I am very new to this line of work, but I am looking to help a friend with procuring a narrow attachment that would fit on a Mitsubishi ME15 excavator to dig 18 inch deep trenches as narrow as possible, just enough to lay pipes. His 12 inch wide bucket is overkill for the 1 inch pipes we are laying, and trenchers and special attachments cost more than we'd like to spend. For how long I have spent looking, I feel I am missing a key word in my searches, or no such attachments exist. A ripper blade would do what Id like, but finding one is difficult. I planned on only spending 200 dollars on a little hunk of steel but I need advice and direction. We will be dealing with thick, wet Texas clay by the way, the kind that gives a cheap trencher a hard time. Please pardon my lack of knowledge. Thanks in advance for any guidance.


----------



## Hoodoo Valley (Nov 14, 2006)

Welcome to the forum Joey.
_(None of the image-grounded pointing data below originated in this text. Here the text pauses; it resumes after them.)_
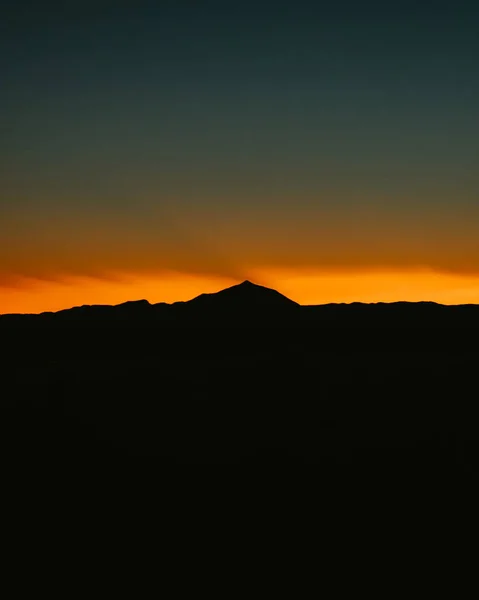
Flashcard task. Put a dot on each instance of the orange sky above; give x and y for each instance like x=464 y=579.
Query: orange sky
x=306 y=286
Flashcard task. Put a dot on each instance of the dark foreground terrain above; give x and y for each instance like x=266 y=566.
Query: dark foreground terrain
x=391 y=400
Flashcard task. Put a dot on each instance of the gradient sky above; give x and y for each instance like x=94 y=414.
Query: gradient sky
x=162 y=149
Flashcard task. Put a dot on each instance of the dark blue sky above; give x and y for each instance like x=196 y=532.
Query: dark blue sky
x=271 y=130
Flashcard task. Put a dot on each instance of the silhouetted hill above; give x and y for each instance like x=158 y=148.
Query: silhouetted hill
x=244 y=296
x=247 y=376
x=249 y=303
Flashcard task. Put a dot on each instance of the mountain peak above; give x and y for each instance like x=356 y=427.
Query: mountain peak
x=245 y=295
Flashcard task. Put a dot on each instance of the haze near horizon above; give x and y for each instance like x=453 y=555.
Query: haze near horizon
x=162 y=150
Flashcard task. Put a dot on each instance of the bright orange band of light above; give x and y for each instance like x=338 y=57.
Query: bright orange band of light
x=305 y=286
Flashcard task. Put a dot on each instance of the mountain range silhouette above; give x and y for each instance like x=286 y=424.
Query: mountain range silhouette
x=247 y=376
x=248 y=302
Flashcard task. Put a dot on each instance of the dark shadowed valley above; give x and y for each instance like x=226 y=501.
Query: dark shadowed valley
x=248 y=377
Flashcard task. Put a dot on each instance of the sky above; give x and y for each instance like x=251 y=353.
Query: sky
x=163 y=149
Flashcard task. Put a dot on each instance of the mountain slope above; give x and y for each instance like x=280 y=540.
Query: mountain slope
x=245 y=296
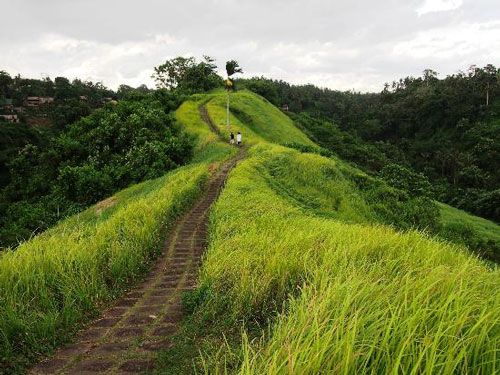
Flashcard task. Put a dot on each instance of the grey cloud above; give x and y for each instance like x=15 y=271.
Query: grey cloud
x=341 y=44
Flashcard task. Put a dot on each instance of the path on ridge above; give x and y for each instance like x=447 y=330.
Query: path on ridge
x=128 y=336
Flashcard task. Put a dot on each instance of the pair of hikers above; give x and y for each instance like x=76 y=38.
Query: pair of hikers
x=238 y=138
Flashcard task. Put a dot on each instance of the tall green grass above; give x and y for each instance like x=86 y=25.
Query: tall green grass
x=339 y=294
x=256 y=118
x=56 y=281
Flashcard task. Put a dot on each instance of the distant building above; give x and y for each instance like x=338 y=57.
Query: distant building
x=10 y=118
x=36 y=101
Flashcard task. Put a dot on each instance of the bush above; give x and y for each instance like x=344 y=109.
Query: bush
x=416 y=184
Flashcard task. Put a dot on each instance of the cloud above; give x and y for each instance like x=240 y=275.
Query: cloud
x=430 y=6
x=454 y=42
x=339 y=44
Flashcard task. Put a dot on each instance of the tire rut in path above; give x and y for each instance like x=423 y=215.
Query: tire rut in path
x=127 y=336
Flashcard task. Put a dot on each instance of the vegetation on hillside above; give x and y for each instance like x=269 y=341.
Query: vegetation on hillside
x=315 y=266
x=110 y=149
x=52 y=284
x=340 y=296
x=447 y=129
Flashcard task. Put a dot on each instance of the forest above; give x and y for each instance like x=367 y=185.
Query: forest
x=445 y=130
x=433 y=137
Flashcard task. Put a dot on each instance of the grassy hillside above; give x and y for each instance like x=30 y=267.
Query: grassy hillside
x=312 y=268
x=312 y=265
x=60 y=279
x=343 y=297
x=256 y=118
x=57 y=281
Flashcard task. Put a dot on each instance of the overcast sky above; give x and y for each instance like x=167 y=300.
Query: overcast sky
x=340 y=44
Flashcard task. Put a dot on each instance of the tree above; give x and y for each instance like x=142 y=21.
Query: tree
x=187 y=75
x=232 y=67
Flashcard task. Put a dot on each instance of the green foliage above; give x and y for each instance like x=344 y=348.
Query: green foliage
x=187 y=75
x=447 y=129
x=416 y=184
x=112 y=148
x=256 y=118
x=339 y=296
x=58 y=281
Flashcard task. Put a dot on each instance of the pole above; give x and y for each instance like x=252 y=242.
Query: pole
x=227 y=111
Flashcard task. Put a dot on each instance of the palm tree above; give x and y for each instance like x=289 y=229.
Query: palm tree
x=232 y=67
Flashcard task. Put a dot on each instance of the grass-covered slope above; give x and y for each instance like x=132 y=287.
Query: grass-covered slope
x=256 y=118
x=58 y=280
x=312 y=268
x=51 y=285
x=343 y=297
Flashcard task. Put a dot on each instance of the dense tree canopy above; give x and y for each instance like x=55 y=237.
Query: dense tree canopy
x=114 y=147
x=447 y=129
x=187 y=75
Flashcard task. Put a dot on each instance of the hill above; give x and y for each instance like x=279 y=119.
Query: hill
x=312 y=264
x=307 y=271
x=446 y=129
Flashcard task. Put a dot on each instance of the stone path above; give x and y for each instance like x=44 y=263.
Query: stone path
x=128 y=335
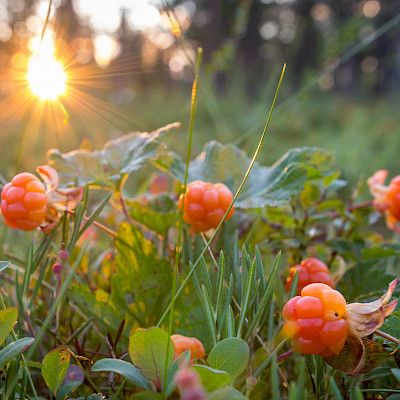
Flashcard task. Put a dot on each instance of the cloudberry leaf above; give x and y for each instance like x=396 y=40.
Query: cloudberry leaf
x=212 y=379
x=230 y=355
x=13 y=349
x=358 y=356
x=55 y=367
x=8 y=318
x=147 y=349
x=266 y=186
x=124 y=368
x=226 y=393
x=120 y=156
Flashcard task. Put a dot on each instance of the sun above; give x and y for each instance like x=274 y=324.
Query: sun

Maybe you could fabricate something that bolted to the side of the bucket, that could be drug.


----------



## pogobill (Jan 31, 2012)

Welcome Joey100. Have you tried to see if the dimensions of the bucket attachment, pin diameters etc. would match a three point hitch type of backhoe like Bradco and such?


----------



## PJ161 (Sep 12, 2016)

Any bucket narrower than 6 inches is only good in sandy/gravel type soil, any clay in it and most of the time you'll be digging the material out of the bucket by hand. If you have sod on top, cut the sod off and set on the other side of the trench, then set the remaining material on the opposite side, easy to backfill. New buckets are expensive, a 12" bucket for my hoe is $235, a 9" is $195. Plus, they must be made to fit your hoe, not many hoe mounts are compatible with each other, in fact, none that I know of. PJ

I didn't mention that if the top material is nice grass, lay some construction plastic on top of the grass on each side of the trench, clean up after backfilling is much easier.


----------



## PJ161 (Sep 12, 2016)

Oh my, I didn't look to see it was a Cat machine, a new bucket for that would probably be in the $500.00 range, maybe a little more! PJ


----------